The 4G CUPS deployment leverages the ICSR framework infrastructure for checkpointing and switchover of the UP node as shown
in the following figure. The Active UP communicates to its dedicated Standby UP via the Service Redundancy Protocol (SRP)
link that is provisioned between the UPs.
The Control Plane (CP) node does not have the Standby UP information that is available in the UP group configuration. Therefore,
the CP is not aware of the UP redundancy configuration and the switchover event among the UPs.
The Active UP communicates to the CP via the Sx interface address configured in the UP. The Standby UP takes over the same
Sx interface address when it transitions to the Active during the switchover event. This implies that the Sx interface is
SRP activated and is in line with the existing configuration method, therefore UP switchover is transparent to the CP.
Synchronization of PFD Configuration
The CP node pushes the UP configuration via the Packet Flow Description (PFD) messages. The CP sends the PFD configuration
from the Active UP to the Standby UP because the Sx IP address of the UP is SRP-activated over the Active UP and Standy UP.
The SRP VPN Manager provides the transport between UPs and the Session Controller in the Active UP anchors the configuration
push. The following illustration lists the sequence of events.
BFD Monitor Between Active UP and Standby UP
The BFD monitors the SRP link between the Active UP and Standby UP for a fast failure detection and switchover. When the Standby
UP detects a BFD failure in this link, it takes over as the Active UP.
The BFD link can be single-hop or multi-hop.
Note
The recommendation is that the SRP bind interface must be an Ethernet interface that attaches to the card service Port. In
a loopback address, the recommendation is to ensure that the BFD control packets traverse only though one service port. If
it is the ECMP, ensure that the route convergence time does not exceed the BFD timeout.
To configure the BFD monitor, between the Active UP and Standby UP, see "Configuring BFD Monitoring Between Active UP and
Standby UP."
config
context one
interface one
ip address 209.165.200.228 255.255.255.224
#exit
interface two
ip address 209.165.200.226 255.255.255.224
#exit
#exit
end
Sample Configuration for Single Hop BFD Monitoring
The SRP VPP monitor initiates a switchover to Standby UP when the VPP subsystem fails.
Note
The VPP monitor is available only on the VPC-SI instance UP. It is not available in the hybrid CUPS ASR 5500 UP because the
card level redundancy handles the VPP failure on the ASR 5500. If VPP causes multiple card failures, then SRP card monitor
must be used.
To configure the VPP monitor, see "Configuring VPP Monitor on Active UP and Standby UP."
Sx Association Checkpoint
Whenever an Active UP initiates a Sx association to the configured CP node, the Standby UP checkpoints this data. This maintains
the association information even after the UP switchover.

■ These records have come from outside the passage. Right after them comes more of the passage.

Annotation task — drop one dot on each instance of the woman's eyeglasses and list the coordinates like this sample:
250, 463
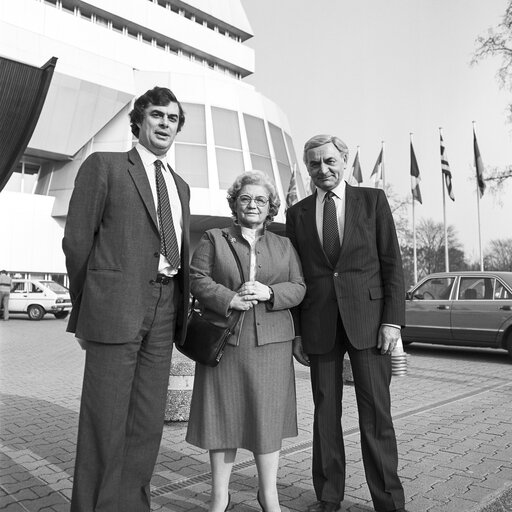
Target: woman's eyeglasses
258, 200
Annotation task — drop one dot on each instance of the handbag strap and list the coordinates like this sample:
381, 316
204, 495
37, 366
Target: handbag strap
235, 255
242, 278
231, 325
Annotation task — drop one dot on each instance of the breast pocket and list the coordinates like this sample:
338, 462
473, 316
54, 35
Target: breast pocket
376, 293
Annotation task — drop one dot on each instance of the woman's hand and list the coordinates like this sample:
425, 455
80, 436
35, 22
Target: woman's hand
298, 351
254, 290
242, 302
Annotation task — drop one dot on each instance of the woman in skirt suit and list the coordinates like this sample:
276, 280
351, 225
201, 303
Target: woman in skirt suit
247, 401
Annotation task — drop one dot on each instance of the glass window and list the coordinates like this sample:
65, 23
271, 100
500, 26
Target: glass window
229, 165
32, 288
473, 288
286, 175
295, 163
502, 292
191, 164
256, 135
435, 289
18, 288
226, 128
278, 142
194, 128
262, 164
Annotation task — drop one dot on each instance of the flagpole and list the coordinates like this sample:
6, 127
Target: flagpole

The Sx heartbeat messages sends and the Active UP must responds even after back-to-back UP switchovers.
Sx Monitor
It is critical to monitor the Sx interface between the UP and CP. Enabling the Sx heartbeat functionality is essential because
it helps detect a monitor failure.
Note
Sx monitoring is available only in the UP.
The Sx interface on the Active UP detects failure and informs the SRP VPN Manager to trigger the UP switchover event such
that the Standby UP takes over.
It is important to ensure that the CP Sx heartbeat timeout is higher than the UP Sx heartbeat timeout plus UP ICSR switchover
time. This is to ensure that the CP does not detect the Sx path failure during a UP switchover because of the UP Sx monitor
failure.
Preventing Control Plane Heartbeat Time Out
There is a minor possibility that the CP heartbeat times out during the UP ICSR switchover. Follow these steps to mitigate
it:
Remove the Sx heartbeats from the CP toward the UPs.
If the former is not possible, then ensure that the Sx heartbeats from the CP toward the UP have multiple retry timeout. Also
ensure that the number of retries is greater than the UP Sx heartbeat timeout plus UP ICSR switchover time.
For example:
A = CP heartbeat interval (sx-protocol heartbeat interval)
B = CP heartbeat max retransmissions (sx-protocol heartbeat max-retransmissions)
C = CP heartbeat retransmission timeout (sx-protocol heartbeat retransmission-timeout)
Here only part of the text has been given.